It's near midnight Tuesday and I'm more or less recovered from a long weekend of pottery events and a wet and windy northeaster. The gallery is back together again and pots are cooling in the bisque kiln. First, Friday evening the Woods Hole Historical Museum 0pened its "The Art & Nature of Workmanship: Six Woods Hole Potters, " with a lovely and well-attended reception. Potters Anne Halpin, Ron Geering, Joan Lederman, Ann Newbury, Tessa Morgan and myself are showing together through the summer in a room in the museum. The show was organized and mounted very nicely by Anne Halpin. It looks great and drew a big (for Woods Hole) crowd on what turned out to be a lovely Friday evening. What makes me a "Woods Hole potter"? Even though Hatchville Pottery is nearly a half-hour from Woods Hole, I'm told that because I drink coffee at the Woods Hole Coffee Obsession on a weekly basis, and because I hold a Woods Hole Library card, I qualify. Works for me ... though the others all have better geographic claim on the title. Then about dawn Saturday morning I drove with a loaded truck to downtown Falmouth to set up for the two-day Arts Alive event, now in (I think) it's fourth year of showing off local artistic talent of all kinds. This year the selling craftspeople were set up off the library lawn on a closed public street, the better to facilitate selling our wares. It turned out to be a good decision, with performing arts happening on the lawn behind us and selling happening on the street.

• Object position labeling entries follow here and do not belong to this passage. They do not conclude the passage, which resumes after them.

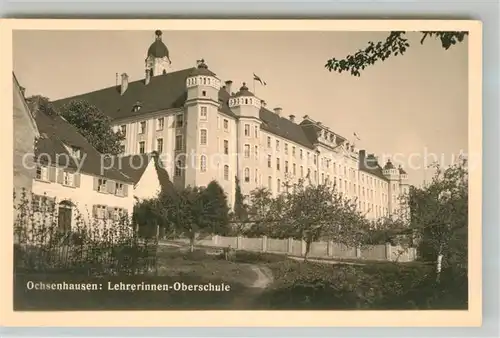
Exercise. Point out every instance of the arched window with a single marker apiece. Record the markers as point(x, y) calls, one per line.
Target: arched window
point(203, 163)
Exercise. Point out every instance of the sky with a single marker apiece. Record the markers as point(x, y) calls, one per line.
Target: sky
point(412, 107)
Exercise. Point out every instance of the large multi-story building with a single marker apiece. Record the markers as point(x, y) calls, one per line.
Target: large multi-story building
point(205, 131)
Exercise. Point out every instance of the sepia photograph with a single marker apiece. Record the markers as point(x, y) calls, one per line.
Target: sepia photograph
point(226, 169)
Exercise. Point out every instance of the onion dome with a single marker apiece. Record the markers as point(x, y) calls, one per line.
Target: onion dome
point(244, 91)
point(158, 48)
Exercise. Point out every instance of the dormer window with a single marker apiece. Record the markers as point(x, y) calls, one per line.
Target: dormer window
point(137, 106)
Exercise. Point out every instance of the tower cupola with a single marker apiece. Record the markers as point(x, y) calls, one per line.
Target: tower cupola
point(158, 57)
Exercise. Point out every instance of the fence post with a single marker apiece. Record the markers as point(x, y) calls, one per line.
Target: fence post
point(358, 252)
point(264, 243)
point(388, 251)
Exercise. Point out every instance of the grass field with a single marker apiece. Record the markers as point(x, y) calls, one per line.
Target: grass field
point(294, 285)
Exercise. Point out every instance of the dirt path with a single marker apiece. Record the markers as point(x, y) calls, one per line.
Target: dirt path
point(264, 277)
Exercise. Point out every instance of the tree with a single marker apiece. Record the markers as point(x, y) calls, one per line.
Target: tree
point(93, 125)
point(439, 214)
point(217, 209)
point(395, 44)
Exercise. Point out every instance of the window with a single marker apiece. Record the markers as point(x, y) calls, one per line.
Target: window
point(101, 185)
point(68, 179)
point(203, 163)
point(142, 127)
point(119, 189)
point(203, 137)
point(203, 113)
point(178, 142)
point(247, 150)
point(42, 173)
point(178, 168)
point(247, 175)
point(179, 120)
point(160, 123)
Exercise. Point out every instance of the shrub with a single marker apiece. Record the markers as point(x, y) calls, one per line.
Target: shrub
point(91, 246)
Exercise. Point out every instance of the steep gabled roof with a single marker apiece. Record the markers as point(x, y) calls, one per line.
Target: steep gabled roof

People were buying pots Saturday, a good sign for the coming summer, in spite of the recession. Sunday was another matter, as the three-day northeaster began blowing and spitting and we all worried a bit about flying tents and rain. I didn't sell a pot until about 3 p.m. It was sloooowwww ... and cold. I put the gallery back into shape this morning and afternoon, sweeping up and re-arranging pots on shelves as they emerged from their wet paper wrappers after sitting in the back of my pickup more or less in the rain for 36 hours. The tomato plants in the garden have been blown around and now are staked to keep them from total destruction. Winds have died down as the storm backed out to sea. Tomorrow I have to put handles on some large pitchers that have been barely drying over the past week. Back to work. Next show is here, with a kiln-opening on July 11.
Many of us who make pots know "The Unknown Craftsman" by Yanagi Soetsu. It's long been a sort of handbook for Mingei folkcraft philosophy. But, in fact, though we revere the concept, most of us sign our pots with our names or initials, the better for buyers to find us the next time they want a mug just like the one that holds their morning coffee. True "unknown craftsmen" are hard to find these days, at least in the Western world. But I found the beautiful work of some anonymous Vietnamese potters last week at the Swanson garden center in Seattle. Wonderful wood-fired garden pots, some of them big enough to hold small trees in hotel or office lobbies, were on sale at Swanson's. The bulging round pot in the top photo was perhaps three feet tall and might hold 50 gallons of soil. It had a monumental and pleasing presence and was on sale for just over $200. It much reminded me of the work of UK potter Svend Bayer and I can guarantee that Bayer gets considerably more than $200 for similar pots. The remarkable thing about these pots is that they are apparently turned out by the hundreds and thousands at potteries in Vietnam. I've only done a bit of research and haven't found much written about them, but at http://www.tinhkhoi.com/factory-showroom/factory-showroom.html you can get a look inside the factory and see the vast numbers of pots and the wood kilns used to fire them. Check them out. The quality is excellent. I'd be more than proud to be able to turn out a single pot the size of that one big planter, let alone do it day after day.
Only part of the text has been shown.